Sunday, January 02, 2022

Ought and Ought

 Sam Harris recently had a tweet on the claim that you can't get an 'ought' from an 'is':

There were quite a few really clumsy attempts to dunk on this. It is in fact a legitimate question. Unsurprisingly, none of the dunkers managed actually to get a coherent argument against it in tweet form. The closest, however, is interesting, because I've seen it before; it fails miserably, but it seems to have some purchase even in some philosophical quarters. The attempted response is something like this: The question is badly formed because it equivocates between the 'moral' reading of 'ought' and the 'epistemic' reading of 'ought'.  The claim that you can't get an 'ought' from an 'is' applies to moral oughts, not epistemic oughts.

It should be obvious that on its own this is utterly inadequate, since Harris explicitly asks a question about why two kinds of cases are being distinguished, and the totality of this answer so far is that it is because they ought to be distinguished. This simply takes the apparent problem (that in case A people use the is-ought prohibition and in case B they don't), describes it, and treats it as the solution to the problem. Obviously we need to know why this distinction is made in such a way that at least an analogous is-ought prohibition doesn't carry over, particularly given that we use analogous vocabulary to talk about them. And when you start pressing this, while you can distinguish 'moral' cases from 'epistemic' cases, it's very difficult to motivate a distinction that would be this sharp; the most natural distinctions between the two are purely practical, not fundamental. And, in the finest analytic tradition of explaining things that seem more clear by means of things that are less clear, there is not actually much in the way of a consensus view on how epistemic oughts work, particularly one that would really explain the disanalogy. For instance, sometimes you find people trying to build the distinction on the ground that epistemic oughts are "role ought"; but some moral oughts are role oughts, and, indeed, there are entire ethical systems in which most moral oughts are role oughts, and very few in which none are.

There are in addition reasons to worry about concluding too quickly that the two kinds of ought are so different. It's pretty clear that historically, we get 'epistemic' oughts on analogy with 'moral' oughts to begin with. Epistemic oughts don't look like every kind of moral ought, but they do look and act very much like abstract moral oughts -- i.e., moral oughts like 'People ought to get along' or 'It ought to be the case that people in need can get help'. You can model both fairly well with a D-type modal logical system, for instance. But such logical systems have deontic necessitation, in which case even at a purely formal level, before you even start talking about what 'ought' means, you get violations of the is-ought prohibition. There are plenty of ethical and also epistemological approaches in which at least some epistemic oughts are also moral oughts, and at least some moral oughts are also epistemic oughts. (This is true of classical utilitarianism, moral positivist deontologies, Aristotelianism, Stoicism, and Confucianism, to take just a few examples.) The list of reasons why the distinction, even if it can be made, is just not the right kind of distinction for answering the question could be made quite a bit longer.

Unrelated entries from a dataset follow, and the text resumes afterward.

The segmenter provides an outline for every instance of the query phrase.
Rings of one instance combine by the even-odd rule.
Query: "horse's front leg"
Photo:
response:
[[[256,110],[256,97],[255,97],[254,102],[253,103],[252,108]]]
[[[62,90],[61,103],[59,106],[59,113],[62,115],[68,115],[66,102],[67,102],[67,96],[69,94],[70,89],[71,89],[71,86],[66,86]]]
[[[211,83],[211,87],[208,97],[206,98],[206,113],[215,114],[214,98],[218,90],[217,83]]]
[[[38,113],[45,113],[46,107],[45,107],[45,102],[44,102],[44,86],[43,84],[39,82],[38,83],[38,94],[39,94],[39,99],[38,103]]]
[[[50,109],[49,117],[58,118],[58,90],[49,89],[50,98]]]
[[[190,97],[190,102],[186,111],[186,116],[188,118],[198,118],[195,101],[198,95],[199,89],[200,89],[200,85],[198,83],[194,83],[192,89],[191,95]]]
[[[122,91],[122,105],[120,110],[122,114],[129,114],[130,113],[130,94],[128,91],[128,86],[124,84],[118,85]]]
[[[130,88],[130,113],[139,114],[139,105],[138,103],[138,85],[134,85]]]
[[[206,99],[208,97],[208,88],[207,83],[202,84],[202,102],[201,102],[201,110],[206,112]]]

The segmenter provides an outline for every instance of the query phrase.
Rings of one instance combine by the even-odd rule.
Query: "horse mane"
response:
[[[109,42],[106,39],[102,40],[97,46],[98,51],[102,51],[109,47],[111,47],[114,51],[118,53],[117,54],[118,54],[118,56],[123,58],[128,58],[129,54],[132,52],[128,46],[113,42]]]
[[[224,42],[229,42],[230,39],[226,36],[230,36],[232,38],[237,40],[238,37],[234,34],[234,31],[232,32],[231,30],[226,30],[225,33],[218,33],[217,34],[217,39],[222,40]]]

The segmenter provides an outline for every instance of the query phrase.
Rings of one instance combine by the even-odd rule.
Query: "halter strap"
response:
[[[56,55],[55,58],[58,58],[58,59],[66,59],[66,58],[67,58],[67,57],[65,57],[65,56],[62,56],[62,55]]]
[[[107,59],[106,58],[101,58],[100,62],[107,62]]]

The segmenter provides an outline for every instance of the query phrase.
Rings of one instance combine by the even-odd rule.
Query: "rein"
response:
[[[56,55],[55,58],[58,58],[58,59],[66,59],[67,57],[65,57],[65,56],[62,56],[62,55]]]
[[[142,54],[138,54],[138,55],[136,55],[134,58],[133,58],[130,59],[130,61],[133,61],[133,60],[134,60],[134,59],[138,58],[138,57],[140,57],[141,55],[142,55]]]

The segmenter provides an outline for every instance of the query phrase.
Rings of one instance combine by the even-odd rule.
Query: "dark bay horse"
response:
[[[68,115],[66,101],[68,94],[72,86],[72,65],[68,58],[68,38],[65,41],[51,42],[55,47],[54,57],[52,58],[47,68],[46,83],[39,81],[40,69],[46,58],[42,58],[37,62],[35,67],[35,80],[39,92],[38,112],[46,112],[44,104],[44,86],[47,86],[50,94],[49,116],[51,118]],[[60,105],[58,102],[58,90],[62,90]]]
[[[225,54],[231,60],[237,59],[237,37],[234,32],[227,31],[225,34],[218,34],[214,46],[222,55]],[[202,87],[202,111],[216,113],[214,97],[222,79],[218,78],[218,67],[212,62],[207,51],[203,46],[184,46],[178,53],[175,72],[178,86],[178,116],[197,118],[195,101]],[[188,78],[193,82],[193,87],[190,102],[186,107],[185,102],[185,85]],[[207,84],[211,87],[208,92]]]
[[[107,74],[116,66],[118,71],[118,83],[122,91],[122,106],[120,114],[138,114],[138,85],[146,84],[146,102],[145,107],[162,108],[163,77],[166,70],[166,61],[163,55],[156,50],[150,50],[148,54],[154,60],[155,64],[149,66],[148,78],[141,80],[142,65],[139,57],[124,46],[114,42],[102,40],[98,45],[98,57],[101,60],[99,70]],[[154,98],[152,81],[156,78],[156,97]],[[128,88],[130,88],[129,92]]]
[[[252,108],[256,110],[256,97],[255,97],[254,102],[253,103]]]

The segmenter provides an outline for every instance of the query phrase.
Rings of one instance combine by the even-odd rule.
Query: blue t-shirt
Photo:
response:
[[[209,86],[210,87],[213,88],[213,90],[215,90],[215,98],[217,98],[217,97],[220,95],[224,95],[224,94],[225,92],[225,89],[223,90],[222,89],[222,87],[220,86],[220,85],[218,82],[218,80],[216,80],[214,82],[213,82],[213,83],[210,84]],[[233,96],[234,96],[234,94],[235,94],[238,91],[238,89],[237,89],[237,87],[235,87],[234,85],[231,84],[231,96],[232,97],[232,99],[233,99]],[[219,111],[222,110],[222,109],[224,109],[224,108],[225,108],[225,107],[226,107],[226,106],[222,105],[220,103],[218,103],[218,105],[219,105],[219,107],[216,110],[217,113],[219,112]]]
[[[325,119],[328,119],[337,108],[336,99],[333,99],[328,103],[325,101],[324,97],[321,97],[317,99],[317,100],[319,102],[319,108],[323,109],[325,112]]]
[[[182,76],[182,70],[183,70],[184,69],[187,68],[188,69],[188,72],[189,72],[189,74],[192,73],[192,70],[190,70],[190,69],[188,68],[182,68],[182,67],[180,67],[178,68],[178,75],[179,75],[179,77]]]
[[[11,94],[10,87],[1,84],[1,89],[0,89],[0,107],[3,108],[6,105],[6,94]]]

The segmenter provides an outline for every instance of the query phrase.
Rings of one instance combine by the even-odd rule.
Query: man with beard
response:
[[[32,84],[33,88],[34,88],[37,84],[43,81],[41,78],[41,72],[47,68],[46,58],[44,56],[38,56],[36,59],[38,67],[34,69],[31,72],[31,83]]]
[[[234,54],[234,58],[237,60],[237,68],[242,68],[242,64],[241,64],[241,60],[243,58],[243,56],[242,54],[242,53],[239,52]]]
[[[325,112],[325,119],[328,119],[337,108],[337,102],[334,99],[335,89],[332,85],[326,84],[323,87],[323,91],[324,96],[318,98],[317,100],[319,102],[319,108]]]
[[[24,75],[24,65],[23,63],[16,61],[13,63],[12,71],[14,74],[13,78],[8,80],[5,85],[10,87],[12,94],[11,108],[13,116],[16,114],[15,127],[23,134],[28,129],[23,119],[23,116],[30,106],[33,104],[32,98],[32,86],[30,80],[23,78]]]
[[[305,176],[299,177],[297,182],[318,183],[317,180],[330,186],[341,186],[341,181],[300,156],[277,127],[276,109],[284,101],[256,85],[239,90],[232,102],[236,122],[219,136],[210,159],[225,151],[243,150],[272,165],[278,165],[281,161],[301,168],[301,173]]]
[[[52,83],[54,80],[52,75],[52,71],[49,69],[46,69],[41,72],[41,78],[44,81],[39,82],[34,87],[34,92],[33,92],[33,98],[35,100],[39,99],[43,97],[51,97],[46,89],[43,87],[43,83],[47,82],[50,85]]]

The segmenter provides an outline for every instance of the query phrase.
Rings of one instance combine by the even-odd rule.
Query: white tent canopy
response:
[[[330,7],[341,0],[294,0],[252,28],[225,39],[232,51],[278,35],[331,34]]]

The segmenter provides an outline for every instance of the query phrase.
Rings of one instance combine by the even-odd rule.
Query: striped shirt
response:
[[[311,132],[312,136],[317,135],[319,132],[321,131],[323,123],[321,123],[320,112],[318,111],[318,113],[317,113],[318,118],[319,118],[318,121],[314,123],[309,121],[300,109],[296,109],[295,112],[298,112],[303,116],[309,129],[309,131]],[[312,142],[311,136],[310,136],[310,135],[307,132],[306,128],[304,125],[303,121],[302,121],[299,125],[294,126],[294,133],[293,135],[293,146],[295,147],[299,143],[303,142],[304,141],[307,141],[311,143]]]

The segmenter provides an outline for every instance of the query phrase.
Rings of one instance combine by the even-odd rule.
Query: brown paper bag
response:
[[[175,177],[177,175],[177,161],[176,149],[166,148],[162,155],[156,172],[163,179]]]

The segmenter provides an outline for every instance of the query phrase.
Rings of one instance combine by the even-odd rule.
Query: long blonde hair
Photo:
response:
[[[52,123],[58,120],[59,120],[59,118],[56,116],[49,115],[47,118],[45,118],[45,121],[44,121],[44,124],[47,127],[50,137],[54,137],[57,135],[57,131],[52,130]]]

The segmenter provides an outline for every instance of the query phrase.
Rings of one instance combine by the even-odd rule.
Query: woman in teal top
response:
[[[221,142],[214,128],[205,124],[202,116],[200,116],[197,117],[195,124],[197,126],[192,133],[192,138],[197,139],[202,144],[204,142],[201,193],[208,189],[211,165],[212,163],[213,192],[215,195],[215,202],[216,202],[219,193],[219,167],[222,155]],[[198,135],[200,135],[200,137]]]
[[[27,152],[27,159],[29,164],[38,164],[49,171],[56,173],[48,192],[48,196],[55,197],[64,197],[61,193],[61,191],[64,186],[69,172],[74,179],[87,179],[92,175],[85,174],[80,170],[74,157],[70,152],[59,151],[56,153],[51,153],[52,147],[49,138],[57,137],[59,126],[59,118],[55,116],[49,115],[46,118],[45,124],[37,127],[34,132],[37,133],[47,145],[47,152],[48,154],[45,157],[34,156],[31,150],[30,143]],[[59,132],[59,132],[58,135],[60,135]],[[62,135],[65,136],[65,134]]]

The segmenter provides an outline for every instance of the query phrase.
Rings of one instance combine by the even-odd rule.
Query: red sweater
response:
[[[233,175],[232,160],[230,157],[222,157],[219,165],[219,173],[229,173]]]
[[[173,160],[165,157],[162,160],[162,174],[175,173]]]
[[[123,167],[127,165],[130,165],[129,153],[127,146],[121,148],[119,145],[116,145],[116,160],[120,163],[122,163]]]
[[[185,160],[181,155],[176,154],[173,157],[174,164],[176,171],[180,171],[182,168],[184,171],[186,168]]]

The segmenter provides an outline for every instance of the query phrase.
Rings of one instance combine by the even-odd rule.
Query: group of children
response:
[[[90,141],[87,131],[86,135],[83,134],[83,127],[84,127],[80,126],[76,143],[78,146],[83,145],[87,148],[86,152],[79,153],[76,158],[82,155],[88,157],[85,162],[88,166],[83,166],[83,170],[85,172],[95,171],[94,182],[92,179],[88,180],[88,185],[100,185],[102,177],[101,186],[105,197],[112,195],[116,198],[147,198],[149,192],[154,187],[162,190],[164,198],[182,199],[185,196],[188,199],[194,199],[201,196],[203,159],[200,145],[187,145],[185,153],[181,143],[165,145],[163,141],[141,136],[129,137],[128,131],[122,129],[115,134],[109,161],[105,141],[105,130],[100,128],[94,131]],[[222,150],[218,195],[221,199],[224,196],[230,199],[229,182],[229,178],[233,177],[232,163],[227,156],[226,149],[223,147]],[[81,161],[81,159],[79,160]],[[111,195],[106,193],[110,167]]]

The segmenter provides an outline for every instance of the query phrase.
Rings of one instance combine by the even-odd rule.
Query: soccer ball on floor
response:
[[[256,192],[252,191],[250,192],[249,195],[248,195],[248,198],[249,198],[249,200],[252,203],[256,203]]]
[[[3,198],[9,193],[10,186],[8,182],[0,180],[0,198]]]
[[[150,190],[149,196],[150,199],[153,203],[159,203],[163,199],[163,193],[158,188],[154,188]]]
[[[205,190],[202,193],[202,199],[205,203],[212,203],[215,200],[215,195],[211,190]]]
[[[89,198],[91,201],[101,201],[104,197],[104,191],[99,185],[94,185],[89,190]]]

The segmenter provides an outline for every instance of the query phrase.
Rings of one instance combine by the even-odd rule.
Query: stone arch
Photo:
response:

It's an interesting question what social conditions lead to so many intelligent people treating as self-evident a principle that sits so poorly with logic, ethics, and perhaps universal human practice, that is not actually accepted by the philosopher to whom it is most attributed (Hume), that requires endless epicycles in order to deal with very common-sensical counterexamples, that makes it practically impossible to figure out what moral obligations are, and that no one can ever actually defend very well. People have tried to overthrow the principle of noncontradiction for less. But so it happened, and so it still to a great extent is.